Following the under eight timeout, Texas turned the ball over four times allowing TCU to go on a five minute, 10-0 run which included several shots that rimmed out for the Horns. The Horned Frog run finally ended with 3:15 left when freshman Jarrett Allen made a layup and was fouled, but failed to complete the and-1.

Coming out of the under four timeout, Texas forced a 10-second violation and followed it with a Allen dunk, energizing the 9,661 in attendance at the Erwin Center. Texas forced a turnover, and freshman Andrew Jones drove the ball and laid it up and in. However, the officials ruled the shot was on the floor, and Texas got two when it had an argument it should have gotten three.

Texas took a one point lead with just over a minute left when Roach drove and hit a layup to make it 61-60. TCU drove and took a one point lead with a layup, and Roach brought the ball down the floor. With only a few seconds left on the shot clock, Roach drove the lane and just missed a circus layup that would have given Texas the lead.

“It was improvised,” Roach said on the layup attempt. “The first play we ran didn’t go through.
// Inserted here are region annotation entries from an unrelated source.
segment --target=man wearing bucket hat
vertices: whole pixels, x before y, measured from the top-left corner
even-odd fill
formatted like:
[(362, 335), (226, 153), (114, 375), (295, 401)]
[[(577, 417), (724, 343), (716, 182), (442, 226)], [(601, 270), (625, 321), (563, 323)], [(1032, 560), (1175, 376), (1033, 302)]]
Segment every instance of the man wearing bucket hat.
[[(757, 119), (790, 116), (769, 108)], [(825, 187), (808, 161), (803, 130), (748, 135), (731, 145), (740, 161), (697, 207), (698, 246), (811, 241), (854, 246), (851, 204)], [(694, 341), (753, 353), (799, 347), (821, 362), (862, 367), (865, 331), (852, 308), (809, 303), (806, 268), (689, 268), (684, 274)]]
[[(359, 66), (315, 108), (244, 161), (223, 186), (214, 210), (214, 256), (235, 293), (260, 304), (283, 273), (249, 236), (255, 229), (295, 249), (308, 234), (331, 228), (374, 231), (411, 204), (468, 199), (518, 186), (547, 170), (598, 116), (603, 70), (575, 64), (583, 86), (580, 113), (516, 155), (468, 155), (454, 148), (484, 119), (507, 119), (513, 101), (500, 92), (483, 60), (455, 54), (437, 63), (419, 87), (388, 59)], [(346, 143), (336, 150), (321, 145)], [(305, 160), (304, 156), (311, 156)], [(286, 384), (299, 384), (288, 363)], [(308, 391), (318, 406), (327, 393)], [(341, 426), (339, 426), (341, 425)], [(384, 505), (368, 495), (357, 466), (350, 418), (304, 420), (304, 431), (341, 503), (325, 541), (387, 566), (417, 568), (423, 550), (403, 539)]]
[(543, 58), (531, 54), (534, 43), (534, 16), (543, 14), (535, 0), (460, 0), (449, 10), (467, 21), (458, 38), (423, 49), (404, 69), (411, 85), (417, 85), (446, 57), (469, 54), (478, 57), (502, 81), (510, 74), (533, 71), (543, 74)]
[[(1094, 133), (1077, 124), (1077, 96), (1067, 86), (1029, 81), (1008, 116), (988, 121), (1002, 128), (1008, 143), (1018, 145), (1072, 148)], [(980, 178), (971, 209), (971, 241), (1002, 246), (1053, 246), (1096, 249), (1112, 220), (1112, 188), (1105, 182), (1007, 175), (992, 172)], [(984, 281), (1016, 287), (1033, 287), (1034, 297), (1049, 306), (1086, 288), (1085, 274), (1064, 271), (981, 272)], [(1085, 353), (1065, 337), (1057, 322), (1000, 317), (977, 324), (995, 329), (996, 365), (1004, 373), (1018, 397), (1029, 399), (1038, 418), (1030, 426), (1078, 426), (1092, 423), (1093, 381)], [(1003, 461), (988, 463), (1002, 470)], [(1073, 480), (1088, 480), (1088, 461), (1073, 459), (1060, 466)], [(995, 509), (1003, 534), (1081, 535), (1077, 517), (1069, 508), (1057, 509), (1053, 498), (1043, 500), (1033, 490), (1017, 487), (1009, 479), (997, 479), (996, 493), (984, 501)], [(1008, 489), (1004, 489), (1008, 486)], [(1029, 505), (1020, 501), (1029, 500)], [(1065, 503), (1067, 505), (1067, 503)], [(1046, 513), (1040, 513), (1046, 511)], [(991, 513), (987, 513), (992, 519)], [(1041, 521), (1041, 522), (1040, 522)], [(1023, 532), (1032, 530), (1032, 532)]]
There was like eight seconds left on the shot clock. Jarrett came and set a screen for me. I spun it, it was just a good move and it wouldn’t finish.”

TCU made both free throws following a foul on the rebound, and Texas had a chance to tie it with eight seconds left on a wide open shot from sophomore Eric Davis in the corner, but it bounced off the rim. TCU gave Texas another chance after missing the ensuing free throws, but Roach could not connect.

“We were just trying to get the rebound,” Roach said about the final sequence. “We knew we had five seconds left. It had touched TCU hands, so I knew some time had ran off once [sophomore] Tevin [Mack] got it. Once I got it, I looked up and there was one second left and a dude was in front of me. I tried to get one off.”

After the play, several players seemed frustrated as to how the last sequence occurred. Although it looked like an argument, Smart was not disturbed by the emotion.

“Guys want to win,” Smart said. “They’re disappointed about the last play. There was some frustration throughout the game at different times. I tell these guys all the time basketball’s not a perfect game. There’s going to be mistakes. There’s going to be missed shots. You can win without being perfect. We have to be more about lifting each other up. We’ve got to be more about trying to, on the next play, recommit to whatever it is that we plan to do, whether it’s on offense or defense.”

After shooting 6-for-11 from deep in the first half, the Horned Frogs did not make a shot from outside in the entire second half. Unfortunately for Smart, Texas almost matched that stat with Eric Davis making the lone second half deep ball of the game.

Allen led Texas in scoring with 18 points while adding nine rebounds. Mack was one point and one rebound short of a double-double. Jones and senior Shaquille Cleare both added eight points.

With such a poor shooting night from deep (4-for-14) and with several of those shots at pivotal junctures, Smart knows it can be tough on his team. According to Smart, the missed shots were not the root of the problem.

“It’s very disappointing,” Smart said about open shots not falling. “Those guys did not try to miss those shots, but those are shots we work on a lot. They didn’t go tonight. At the same time, if we do certain other things better, the game doesn’t go down to those shots. I don’t want those guys to feel like it was just those shots. It’s a team game. It’s a 40 minute game. When we watch the tape, there will be plays from the very first minute of the game in addition to those final seconds where we’ll say ‘we need to do that better.’”

But with the nail ready to be hit by the hammer to close the game, Texas simply failed to connect. That fact resonated with Roach.

“We just have to develop more of a killer instinct,” Roach said. Our theme going into the game was ‘step on their throat.’ We were doing it. We went by like nine, eight, seven. We just have to continue to pound it on their throat and take their will.”